The color drained from behind Tanaka’s tan. “I think . . . it would be best for me to consult with my legal counsel.”
I looked at him, imagining how I would kill him so he could see it in my eyes. “That would be uncooperative,” I said.
Tanaka looked at me, then at Tatsu. “The money isn’t even mine. It doesn’t come from me.”
Tatsu said, “Good. Tell me more.”
Tanaka licked his lips. “This conversation will remain unofficial?” he asked. “If someone finds out, it would be very bad for me.”
“As long as you cooperate,” Tatsu said, “you have nothing to fear.”
Tanaka looked at me for confirmation. I gave him a smile that said I was secretly hoping he would be uncooperative, so I could go to work on him.
Tanaka swallowed. “All right. Six months ago I was told to contact someone who works in the U.S. Embassy. A man named Biddle.
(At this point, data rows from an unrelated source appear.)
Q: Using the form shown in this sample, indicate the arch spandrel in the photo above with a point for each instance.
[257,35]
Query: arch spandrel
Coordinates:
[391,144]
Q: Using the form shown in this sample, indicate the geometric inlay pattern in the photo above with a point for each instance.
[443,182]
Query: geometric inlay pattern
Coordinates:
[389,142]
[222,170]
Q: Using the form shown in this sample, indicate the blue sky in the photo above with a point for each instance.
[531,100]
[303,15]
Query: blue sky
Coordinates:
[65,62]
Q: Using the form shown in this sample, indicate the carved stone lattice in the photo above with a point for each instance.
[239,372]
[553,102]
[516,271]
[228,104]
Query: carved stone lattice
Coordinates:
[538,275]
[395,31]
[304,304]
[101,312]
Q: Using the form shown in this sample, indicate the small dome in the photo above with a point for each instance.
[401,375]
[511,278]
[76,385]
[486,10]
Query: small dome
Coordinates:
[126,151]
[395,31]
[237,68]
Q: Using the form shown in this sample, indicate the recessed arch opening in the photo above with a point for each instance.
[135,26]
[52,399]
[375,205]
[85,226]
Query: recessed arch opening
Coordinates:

I was told that Biddle represented certain parties who hoped to secure a source of campaign funding for reformist politicians.”
“Who told you to do this?” Tatsu asked.
Tamaka glanced at Tatsu, then down. “The same person who provides the money for this thing.”
Tatsu looked at him. “Please be more specific.”
“Yamaoto,” Tanaka whispered. Then: “Please, I’m cooperating. This conversation must remain unofficial.”
Tatsu nodded. “Keep going,” he said.
“I met with Biddle and told him, as I was instructed, that I believed Japan needed radical political reform and that I wanted to help in any way I could. Since that time, I have provided Biddle with some one hundred million yen for distribution to politicians.”
“These people are being set up,” Tatsu said. “I want to know how.”
Tanaka looked at him. “I was only following instructions,” he said. “I’m not really involved.”
“I understand,” Tatsu said. “You’re doing fine. Now tell me.”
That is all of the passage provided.